A black Liberian college professor who had formally been denied tenure by a Delaware state college's board of trustees in March, 1974, immediately filed a grievance with the board's grievance committee. During the pendency of the grievance, the college, in June, 1974, offered the professor a one-year "terminal" contract to expire in June, 1975. Following the professor's acceptance of this contract, the board of trustees notified him in September, 1974 that his grievance had been denied. In April, 1975--following a waiver of primary jurisdiction by the appropriate state fair employment practices agency--the Equal Employment Opportunity Commission accepted a complaint from the professor, and, after a lapse of over two years, the EEOC issued a "right to sue" letter in September, 1977. The professor then commenced an action in the United States District Court for the District of Delaware, claiming, among other things, that the college had discriminated against him on the basis of his national origin in violation of Title VII of the Civil Rights Act of 1964. The District Court sustained the college's motion to dismiss both claims as untimely, concluding that the only unlawful employment practice alleged by the professor was the college's decision to deny him tenure, and that the limitations period for both claims had therefore commenced to run by June, 1974 when the professor was notified that he would be offered the one-year "terminal" contract.
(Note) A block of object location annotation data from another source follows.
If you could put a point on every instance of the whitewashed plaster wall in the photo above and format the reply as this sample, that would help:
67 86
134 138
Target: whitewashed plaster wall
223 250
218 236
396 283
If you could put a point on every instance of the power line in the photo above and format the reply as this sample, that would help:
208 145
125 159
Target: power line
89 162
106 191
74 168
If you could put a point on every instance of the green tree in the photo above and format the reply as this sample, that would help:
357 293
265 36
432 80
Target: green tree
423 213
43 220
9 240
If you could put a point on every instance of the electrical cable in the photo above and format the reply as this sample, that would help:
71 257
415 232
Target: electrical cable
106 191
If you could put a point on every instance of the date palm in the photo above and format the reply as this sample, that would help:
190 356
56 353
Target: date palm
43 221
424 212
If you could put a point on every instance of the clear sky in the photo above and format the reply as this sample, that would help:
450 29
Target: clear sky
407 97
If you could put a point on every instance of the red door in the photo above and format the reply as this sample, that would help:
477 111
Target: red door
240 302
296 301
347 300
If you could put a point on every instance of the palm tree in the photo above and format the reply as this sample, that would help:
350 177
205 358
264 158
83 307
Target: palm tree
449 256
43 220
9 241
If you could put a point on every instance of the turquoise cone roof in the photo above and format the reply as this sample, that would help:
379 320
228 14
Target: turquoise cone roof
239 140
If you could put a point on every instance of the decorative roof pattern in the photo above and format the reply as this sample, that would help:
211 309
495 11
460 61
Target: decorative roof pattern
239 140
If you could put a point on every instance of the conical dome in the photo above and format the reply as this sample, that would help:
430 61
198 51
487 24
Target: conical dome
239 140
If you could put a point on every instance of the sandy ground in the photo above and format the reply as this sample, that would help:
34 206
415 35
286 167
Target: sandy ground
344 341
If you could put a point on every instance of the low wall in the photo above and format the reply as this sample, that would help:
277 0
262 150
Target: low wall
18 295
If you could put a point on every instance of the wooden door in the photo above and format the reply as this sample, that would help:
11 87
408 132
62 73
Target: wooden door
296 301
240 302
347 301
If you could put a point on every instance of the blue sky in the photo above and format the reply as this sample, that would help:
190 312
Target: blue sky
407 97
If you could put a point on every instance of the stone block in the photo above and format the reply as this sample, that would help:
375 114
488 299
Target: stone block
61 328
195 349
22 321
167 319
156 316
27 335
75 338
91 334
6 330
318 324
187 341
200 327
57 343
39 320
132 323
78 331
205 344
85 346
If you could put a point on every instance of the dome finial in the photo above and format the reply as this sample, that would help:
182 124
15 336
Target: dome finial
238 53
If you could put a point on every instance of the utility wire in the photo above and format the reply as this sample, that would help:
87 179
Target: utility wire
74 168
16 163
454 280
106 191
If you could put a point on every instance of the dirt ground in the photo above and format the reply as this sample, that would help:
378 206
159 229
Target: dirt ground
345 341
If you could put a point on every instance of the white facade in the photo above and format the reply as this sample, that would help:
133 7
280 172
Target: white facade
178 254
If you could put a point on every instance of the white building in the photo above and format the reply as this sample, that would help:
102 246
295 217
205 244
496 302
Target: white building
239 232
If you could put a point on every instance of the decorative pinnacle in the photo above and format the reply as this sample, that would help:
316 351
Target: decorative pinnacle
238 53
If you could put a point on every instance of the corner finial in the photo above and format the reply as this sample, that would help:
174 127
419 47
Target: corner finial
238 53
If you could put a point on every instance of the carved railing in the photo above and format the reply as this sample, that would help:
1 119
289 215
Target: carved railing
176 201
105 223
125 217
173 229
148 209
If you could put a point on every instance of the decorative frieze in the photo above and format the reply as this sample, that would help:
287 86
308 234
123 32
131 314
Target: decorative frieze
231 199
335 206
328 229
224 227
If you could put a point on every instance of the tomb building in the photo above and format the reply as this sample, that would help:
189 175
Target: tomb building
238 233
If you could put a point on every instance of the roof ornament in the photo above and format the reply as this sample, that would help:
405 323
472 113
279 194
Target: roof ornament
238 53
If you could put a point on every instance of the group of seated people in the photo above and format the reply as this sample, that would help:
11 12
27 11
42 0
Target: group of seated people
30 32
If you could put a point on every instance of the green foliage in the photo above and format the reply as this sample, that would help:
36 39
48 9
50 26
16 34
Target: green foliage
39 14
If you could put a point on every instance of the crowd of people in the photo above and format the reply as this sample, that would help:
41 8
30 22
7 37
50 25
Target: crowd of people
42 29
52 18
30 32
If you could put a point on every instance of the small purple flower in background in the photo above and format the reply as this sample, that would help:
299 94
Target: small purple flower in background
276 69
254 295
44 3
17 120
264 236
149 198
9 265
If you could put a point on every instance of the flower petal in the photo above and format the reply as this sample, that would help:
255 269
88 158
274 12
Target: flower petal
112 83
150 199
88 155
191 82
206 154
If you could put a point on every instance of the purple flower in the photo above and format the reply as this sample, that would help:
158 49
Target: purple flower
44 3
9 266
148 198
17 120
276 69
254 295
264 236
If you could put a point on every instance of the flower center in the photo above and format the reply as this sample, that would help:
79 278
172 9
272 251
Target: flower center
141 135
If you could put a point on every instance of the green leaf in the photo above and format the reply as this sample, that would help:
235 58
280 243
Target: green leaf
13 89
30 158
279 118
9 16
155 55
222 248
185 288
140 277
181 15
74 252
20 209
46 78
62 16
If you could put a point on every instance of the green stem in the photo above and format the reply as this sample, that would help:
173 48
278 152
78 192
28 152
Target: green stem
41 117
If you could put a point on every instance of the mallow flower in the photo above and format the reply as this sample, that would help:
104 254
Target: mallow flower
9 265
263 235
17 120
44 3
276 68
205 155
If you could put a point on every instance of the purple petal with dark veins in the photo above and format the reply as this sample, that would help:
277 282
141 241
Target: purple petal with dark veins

The District Court pointed out that the Title VII claim was not timely because, pursuant to 42 USCS 2000e-5(e), the professor was required to file a complaint with the EEOC within 180 days of the "alleged unlawful employment practice." Similarly, the District Court reasoned that the 1981 claim was not timely because the professor's lawsuit had not been filed within the three years required by the applicable Delaware statute of limitations, which is adopted in 1981 actions. The United States Court of Appeals for the Third Circuit reversed, ruling that the claims were not untimely, since the limitations periods for both claims did not commence to run until the professor's "terminal" contract expired in June, 1975
Were the professor’s Title VII and § 1981 claims untimely?
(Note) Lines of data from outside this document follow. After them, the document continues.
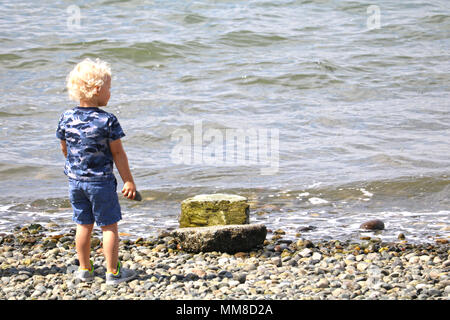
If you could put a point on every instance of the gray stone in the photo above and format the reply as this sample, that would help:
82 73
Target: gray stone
227 238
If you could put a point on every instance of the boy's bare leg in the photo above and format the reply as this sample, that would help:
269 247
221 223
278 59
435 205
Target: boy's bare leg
83 244
111 246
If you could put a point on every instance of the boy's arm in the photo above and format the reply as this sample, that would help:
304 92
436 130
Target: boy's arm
64 147
121 161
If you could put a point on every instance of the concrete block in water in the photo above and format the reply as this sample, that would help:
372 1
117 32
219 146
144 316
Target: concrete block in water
227 238
214 209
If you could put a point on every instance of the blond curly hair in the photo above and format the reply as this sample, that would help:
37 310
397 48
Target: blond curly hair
85 77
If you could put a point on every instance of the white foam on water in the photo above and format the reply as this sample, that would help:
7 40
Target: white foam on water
315 200
366 193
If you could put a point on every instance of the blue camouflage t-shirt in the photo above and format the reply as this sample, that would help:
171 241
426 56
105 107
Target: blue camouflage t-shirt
88 131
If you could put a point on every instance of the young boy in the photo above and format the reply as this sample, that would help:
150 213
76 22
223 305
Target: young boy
90 141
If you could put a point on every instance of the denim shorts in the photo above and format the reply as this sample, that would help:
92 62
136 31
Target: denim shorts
94 201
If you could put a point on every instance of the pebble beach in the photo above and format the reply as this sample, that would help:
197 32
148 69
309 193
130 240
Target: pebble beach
38 263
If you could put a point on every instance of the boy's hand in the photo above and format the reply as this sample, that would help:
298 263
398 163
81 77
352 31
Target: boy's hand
129 190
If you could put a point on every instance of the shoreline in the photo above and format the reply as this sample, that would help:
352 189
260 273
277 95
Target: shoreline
34 265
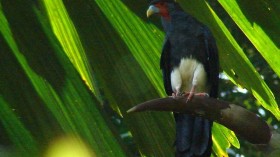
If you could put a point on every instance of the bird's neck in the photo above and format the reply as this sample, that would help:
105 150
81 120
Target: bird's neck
166 23
175 21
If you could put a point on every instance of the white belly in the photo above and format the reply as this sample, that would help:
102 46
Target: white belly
189 73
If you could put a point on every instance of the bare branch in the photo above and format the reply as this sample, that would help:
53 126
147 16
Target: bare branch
243 122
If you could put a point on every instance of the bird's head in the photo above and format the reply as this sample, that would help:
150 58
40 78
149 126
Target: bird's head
161 7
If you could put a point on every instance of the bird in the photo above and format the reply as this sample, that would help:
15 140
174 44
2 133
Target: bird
190 66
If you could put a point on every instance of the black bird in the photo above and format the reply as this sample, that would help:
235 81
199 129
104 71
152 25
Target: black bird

On certiorari, the United States Supreme Court reversed and remanded, holding that the college professor failed to comply with either the 180-day limitations period applicable to the filing of an EEOC complaint or with the three-year limitations period applicable to the action under 42 USCS 1981, since the only discrimination allegedly occurred, and the limitations periods therefore commenced, at the time the tenure decision was made and communicated to the professor regardless of the fact that the effects of the tenure denial, such as the actual loss of teaching position, did not occur until later, the proper focus being upon the time of the discriminatory act, not upon the time at which the consequences of the act became most painful, and accordingly. The Court further held that the limitations periods commenced to run no later than June, 1974, the date on which the college's board of trustees clearly established its official position and notified the professor that he would be offered the one year "terminal" contract, and not--under the theory that discrimination not only motivated the tenure denial, but also the actual termination of employment--on the professor's final date of employment in June, 1975, nor in September, 1974, the date on which the grievance filed by the professor regarding tenure denial was officially rejected.